Learning to Soar for Jesus

Learning to Soar for Jesus

Monday, March 19, 2018

Dancing in the Desert: Nothing Is Beneath You

The thought happened upon me while I was folding baby blankets at work a few weeks ago.


It's one of those tasks that no one enjoys doing--one we secretly hope someone else will do when we "forget" but needs to be done nonetheless.  I hadn't even been aware it was on our downtime chore list until recently.

That day, the downtime was there, the warmers emptied of linen, and I couldn't find a good excuse to ignore the glaring necessity of this painfully menial task.  Snagging what felt like hundreds of the duck-graced pieces of fabric, I stacked them high on my desk.  Their hastily-folded corners were awry and messy, and they towered haphazardly like a molten, melted pile of well-worn cloth.  One by one, I pulled them off the stack and folded them into neat, puffy squares.  And though it felt tedious and admittedly far below my qualifications, I felt a godly nudge.

This isn't beneath you.

I thought extensively about that.

Nothing (unless morally compromising) is really "beneath" any of us.

I then repeated the same essence in a different phrasing as another blanket swept through my fingers:

I'm not too good for anything.

If you'd told a young, thriving, princely Moses that he'd be stripped from his royal duties to go tend sheep that didn't even belong to him in the middle of the barren brush of the Midian desert, he might've responded with my initial displeasure of folding blankets.  Maybe he would've told God that that was so far beneath him, he'd need a passport and a month's worth of travel to arrive there.

But God knew it wasn't.  And God knew Moses needed to do something he was "too good for."  He shaped Moses' character for 40 years in the desert until Moses was good at doing something he was too good for (tending sheep), in order to lead him to do something Moses didn't feel he would ever be good enough to do (tending the Israelites).

Read that last sentence again--it's a doozie!  See the irony?  The pattern?

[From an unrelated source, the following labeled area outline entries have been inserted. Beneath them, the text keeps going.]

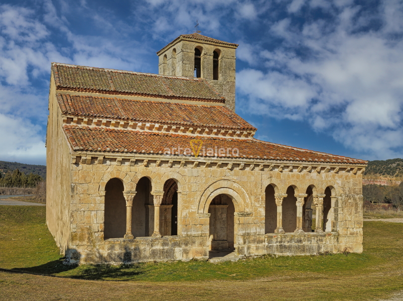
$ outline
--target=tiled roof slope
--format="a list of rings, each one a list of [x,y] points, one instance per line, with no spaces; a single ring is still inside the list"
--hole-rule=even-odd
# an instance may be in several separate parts
[[[67,137],[74,149],[110,151],[146,154],[163,153],[166,147],[190,147],[190,140],[195,137],[182,134],[139,132],[135,130],[111,129],[77,125],[63,126]],[[198,137],[203,146],[215,149],[235,148],[241,158],[366,164],[366,161],[334,156],[266,142],[255,139],[241,140],[211,137]],[[201,154],[199,156],[202,156]]]
[[[165,49],[167,48],[167,46],[174,43],[175,42],[179,40],[181,38],[185,38],[188,39],[194,39],[195,40],[198,40],[199,41],[205,41],[206,42],[211,42],[212,43],[217,43],[217,44],[221,44],[225,45],[230,45],[231,46],[235,46],[237,47],[239,45],[238,44],[233,43],[228,43],[228,42],[224,42],[223,41],[220,41],[219,40],[216,40],[215,39],[213,39],[212,38],[209,38],[209,37],[206,37],[206,36],[203,36],[202,35],[200,35],[200,34],[197,33],[193,33],[193,34],[190,34],[189,35],[181,35],[178,38],[174,40],[172,42],[164,46],[164,48],[158,51],[157,53],[158,54],[161,52],[161,50]]]
[[[223,102],[202,79],[52,63],[56,87]]]
[[[223,106],[131,100],[60,93],[57,95],[57,100],[63,114],[256,130]]]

I believe God wants us to do big things for Him.  But I think one of the greatest obstacles to us accomplishing them is our own pride.  We don't want the small responsibilities and to have to work up to the greater ones!  We're ready now!  Not folding blankets--give me something better!  Something more noteworthy!

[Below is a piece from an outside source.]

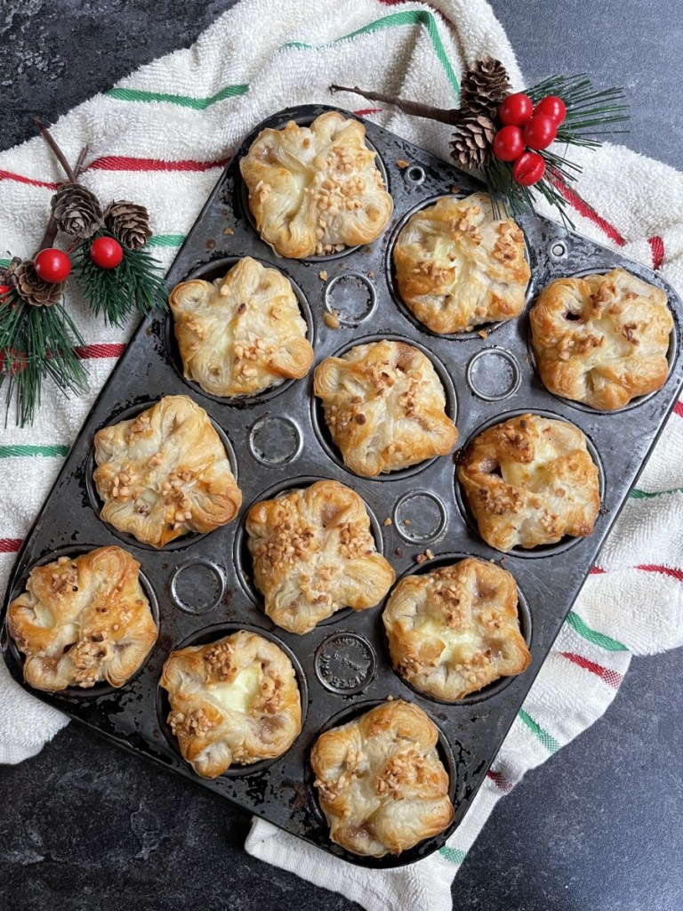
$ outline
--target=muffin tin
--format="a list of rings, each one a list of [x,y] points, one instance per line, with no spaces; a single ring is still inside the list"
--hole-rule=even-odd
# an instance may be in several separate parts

And yet, I find there are countless examples in Scripture where God does His most intricate preparation of His most effective leaders by having them do something far beneath them.

From dungeon-sitting, to enduring humiliating name-calling, to sheep-sitting--God loves to whittle away the hot air of our pompous beliefs about ourselves so that He can reconstruct a pure and humbled distinction that is far more adept at carrying out His work.

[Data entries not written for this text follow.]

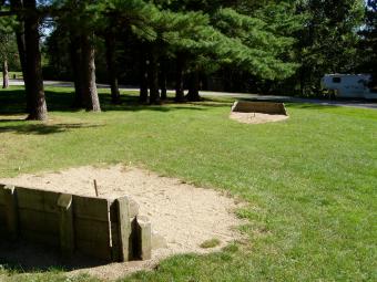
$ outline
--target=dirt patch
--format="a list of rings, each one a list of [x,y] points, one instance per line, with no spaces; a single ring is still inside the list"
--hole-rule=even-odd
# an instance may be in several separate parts
[[[272,114],[262,114],[262,113],[238,113],[233,112],[230,116],[231,119],[234,119],[238,123],[243,124],[266,124],[266,123],[275,123],[282,122],[289,118],[287,115],[272,115]]]
[[[240,239],[235,228],[242,224],[232,211],[240,207],[234,199],[217,191],[197,188],[179,179],[161,177],[151,171],[116,165],[106,168],[80,167],[61,173],[22,175],[0,179],[1,184],[30,188],[95,196],[93,179],[101,197],[130,196],[140,205],[140,215],[151,219],[152,229],[165,239],[153,258],[144,262],[111,263],[80,267],[70,273],[88,272],[101,279],[116,279],[128,273],[154,267],[159,260],[177,253],[207,253]],[[217,239],[220,246],[203,249],[200,246]],[[28,253],[22,254],[28,255]],[[38,260],[31,252],[32,261]],[[44,254],[41,254],[43,257]],[[38,255],[37,255],[38,257]]]

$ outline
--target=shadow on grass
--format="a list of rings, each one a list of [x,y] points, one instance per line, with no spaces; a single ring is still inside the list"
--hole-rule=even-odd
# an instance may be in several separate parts
[[[139,97],[132,94],[122,94],[121,104],[114,105],[111,103],[109,93],[99,93],[101,107],[103,112],[111,111],[156,111],[156,112],[171,112],[179,109],[204,111],[205,107],[198,104],[175,104],[173,101],[166,101],[163,105],[144,105],[139,103]],[[64,92],[45,90],[45,100],[49,112],[79,112],[75,108],[74,93],[69,88]],[[26,94],[23,90],[7,90],[0,91],[0,115],[16,115],[26,113]]]
[[[23,122],[22,124],[18,125],[4,125],[2,126],[1,123],[3,122],[14,122],[13,119],[0,119],[0,133],[17,133],[17,134],[35,134],[35,135],[48,135],[48,134],[55,134],[55,133],[63,133],[71,129],[79,129],[79,128],[95,128],[102,125],[86,125],[86,124],[53,124],[53,125],[45,125],[45,124],[27,124],[23,121],[16,121],[16,122]]]
[[[35,273],[50,271],[70,271],[108,264],[104,260],[74,254],[71,259],[62,259],[58,248],[30,244],[24,241],[0,241],[0,264],[16,273]]]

It arrives in the physically abject and everyday tasks--from hauling out the smelly garbage and changing the dirty diapers and folding incessant piles of baby blankets.  It includes fetching cups of coffee for people who don't know your name and may never care what it is.  

It can involve emotionally "degrading" and hair-splitting tasks of giving grace to admitting fault to saying we're sorry.

We're not too good for any of it.  None of it is beneath us.  If we are intent on achieving big things for His kingdom, we can't skip lessons to get there based on the touting of our self-reported, self-important resume.  He knows our hearts, and He knows what we're ready for.

We all start at the bottom somehow.  Greatness begins with the menial.  Greatness begins with the lowly.

Greatness begins with the desert.

So pull up a chair and join me, will you?  After all, these blankets won't fold themselves.